Jeżeli pan minister chce dokonać jakiejś zmiany prawnej, to może dokonać zmian w drodze ustawy uchwalonej w odpowiednim trybie. Natomiast on nie może jako przedstawiciel organu władzy wykonawczej decydować, kto jest sędzią albo kto nie jest sędzią. To jest zaprzeczenie istoty trójpodziału władzy
.Bartosz Lewandowski odniósł się także do wypowiedzi prok. Wrzosek podważającej skład sędziów orzekających w sprawie prok. Barskiego:
- Pamiętajmy o tym, że sędziowie, w szczególności Izby Karnej, brali udział w wielu uchwałach w składach mieszanych z sędziami powołanymi przed 2018 r. i nikt nie kwestionuje tych uchwał. Między innymi do nich zalicza się głośna uchwała dotycząca kwestii braku odpowiedzialności karnej za przestępstwo zatajenia prawdy czy zeznania nieprawdy w sytuacji, gdy osoba zeznaje nieprawdę chcąc uniknąć odpowiedzialności karnej i podejmując już obronę. To jest uchwała, która była wydana w składzie z dwoma sędziami, którzy uczestniczyli w wydaniu uchwały w sprawie I KZP 3/24 i nikt jej nie kwestionuje.

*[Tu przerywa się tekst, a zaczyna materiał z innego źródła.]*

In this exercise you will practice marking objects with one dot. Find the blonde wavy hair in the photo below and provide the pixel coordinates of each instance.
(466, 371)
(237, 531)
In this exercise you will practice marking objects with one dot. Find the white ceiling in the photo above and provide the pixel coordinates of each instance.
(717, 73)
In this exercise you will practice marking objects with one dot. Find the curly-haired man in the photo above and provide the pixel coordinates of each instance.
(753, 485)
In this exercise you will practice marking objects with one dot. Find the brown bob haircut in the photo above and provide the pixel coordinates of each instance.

Wskazując na jednolitość prokuratury, pani prok. Wrzosek nie dostrzegła błędu związanego z powołaniem na Prokuratora Krajowego prok. Korneluka i odrzuciła możliwość używania sformułowania “neo-prokuratorzy. Mecenas Lewandowski dostrzega w tej wypowiedzi brak konsekwencji:
- Jeżeli chodzi o zasady jednolitości prokuratury, to z całym szacunkiem, ale my nie mówimy tutaj o zasadzie jednolitości Prokuratury, tylko o tym, czy Prokurator Krajowy mógł zostać w ogóle powołany czy nie, bo urząd jest zajęty przez poprzednio powołanego Prokuratora. Nie można jednocześnie twierdzić, że sędzia nie jest sędzią, bo Prezydent powołał go po uprzednio rzekomo niekonstytucyjnej procedurze przed KRS, a jednocześnie że powołanie prokuratora, którego wniosek awansowy złożyła osoba, która nie jest Prokuratorem Krajowym jest ważne i skuteczne.
Sąd Najwyższy: Prokuratorem Krajowym jest Dariusz Barski
Izba Karna Sądu Najwyższego orzekła w piątek, że "przywrócenie ze stanu spoczynku i powołanie Dariusza Barskiego na prokuratora krajowego w 2022 roku miało wiążącą podstawę prawno-ustrojową i było prawnie skuteczne".
Uchwałę podjął skład trzech sędziów Izby Karnej SN, przewodniczył mu prezes tej Izby Zbigniew Kapiński. Ponadto w składzie byli sędziowie Marek Siwek i Igor Zgoliński.
Uchwałę podjęto w odpowiedzi na pytanie skierowane do SN w marcu br. przez gdański sąd rejonowy.
Dariusz Barski w liście otwartym skierowanym do ministra sprawiedliwości Adama Bodnara domaga się natychmiastowego przywrócenia dostępu do swojego gabinetu oraz pełnienia swoich obowiązków.